Data collection and analysis
Two reviewers independently selected trials for inclusion, assessed the validity of included trials and extracted data. Investigators were contacted to collect missing data or for clarification when necessary.
Main results
Twenty-three trials with a total of 1821 children and young people were included. Generally, the trials were small, and only one was assessed to have a low risk of bias. Thirteen trials compared exercise alone with no intervention. Eight were included in the meta-analysis, and overall the results were heteregeneous. One study with a low risk of bias showed a standardised mean difference (SMD) of 1.33 (95% CI 0.43 to 2.23), while the SMD’s for the three studies with a moderate risk of bias and the four studies with a high risk of bias was 0.21 (95% CI -0.17 to 0.59) and 0.57 (95% CI 0.11 to 1.04), respectively.
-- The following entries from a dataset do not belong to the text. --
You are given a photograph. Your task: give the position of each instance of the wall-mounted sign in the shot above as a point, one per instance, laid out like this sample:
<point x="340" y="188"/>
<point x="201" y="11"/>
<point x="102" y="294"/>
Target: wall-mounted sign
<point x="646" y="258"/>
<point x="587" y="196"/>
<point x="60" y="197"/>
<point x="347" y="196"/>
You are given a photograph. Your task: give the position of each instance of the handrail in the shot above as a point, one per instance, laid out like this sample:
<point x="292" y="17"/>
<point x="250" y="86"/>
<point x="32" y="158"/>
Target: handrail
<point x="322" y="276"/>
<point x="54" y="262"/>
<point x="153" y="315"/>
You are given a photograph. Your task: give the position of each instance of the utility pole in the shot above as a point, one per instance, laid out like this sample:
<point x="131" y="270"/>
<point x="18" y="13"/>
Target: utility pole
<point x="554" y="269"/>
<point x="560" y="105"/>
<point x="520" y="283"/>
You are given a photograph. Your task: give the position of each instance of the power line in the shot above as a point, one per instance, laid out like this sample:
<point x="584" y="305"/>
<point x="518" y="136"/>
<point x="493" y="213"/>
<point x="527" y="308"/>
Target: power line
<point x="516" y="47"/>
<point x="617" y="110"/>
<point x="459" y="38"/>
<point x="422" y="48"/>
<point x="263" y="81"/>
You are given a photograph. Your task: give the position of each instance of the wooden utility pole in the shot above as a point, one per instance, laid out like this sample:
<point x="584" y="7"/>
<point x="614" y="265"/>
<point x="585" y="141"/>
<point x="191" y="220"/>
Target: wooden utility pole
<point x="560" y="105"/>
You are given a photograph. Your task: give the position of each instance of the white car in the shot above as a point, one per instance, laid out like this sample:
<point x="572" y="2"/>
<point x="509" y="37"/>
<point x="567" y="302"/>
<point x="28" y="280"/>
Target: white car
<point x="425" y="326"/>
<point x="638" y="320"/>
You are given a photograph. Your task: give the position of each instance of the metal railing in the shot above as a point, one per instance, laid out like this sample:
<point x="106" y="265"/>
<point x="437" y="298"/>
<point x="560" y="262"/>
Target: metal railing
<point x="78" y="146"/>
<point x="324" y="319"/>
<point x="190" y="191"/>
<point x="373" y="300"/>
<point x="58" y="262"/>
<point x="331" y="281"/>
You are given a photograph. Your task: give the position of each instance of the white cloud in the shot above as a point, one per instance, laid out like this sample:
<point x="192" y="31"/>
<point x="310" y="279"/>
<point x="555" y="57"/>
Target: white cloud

Twelve trials compared exercise as part of a comprehensive programme with no intervention. Only four provided data sufficient to calculate overall effects, and the results indicate a moderate short-term difference in self-esteem in favour of the intervention [SMD 0.51 (95% CI 0.15 to 0.88)].
Authors’ conclusions
The results indicate that exercise has positive short-term effects on self-esteem in children and young people. Since there are no known negative effects of exercise and many positive effects on physical health, exercise may be an important measure in improving children’s self-esteem.
These conclusions are based on several small low-quality trials.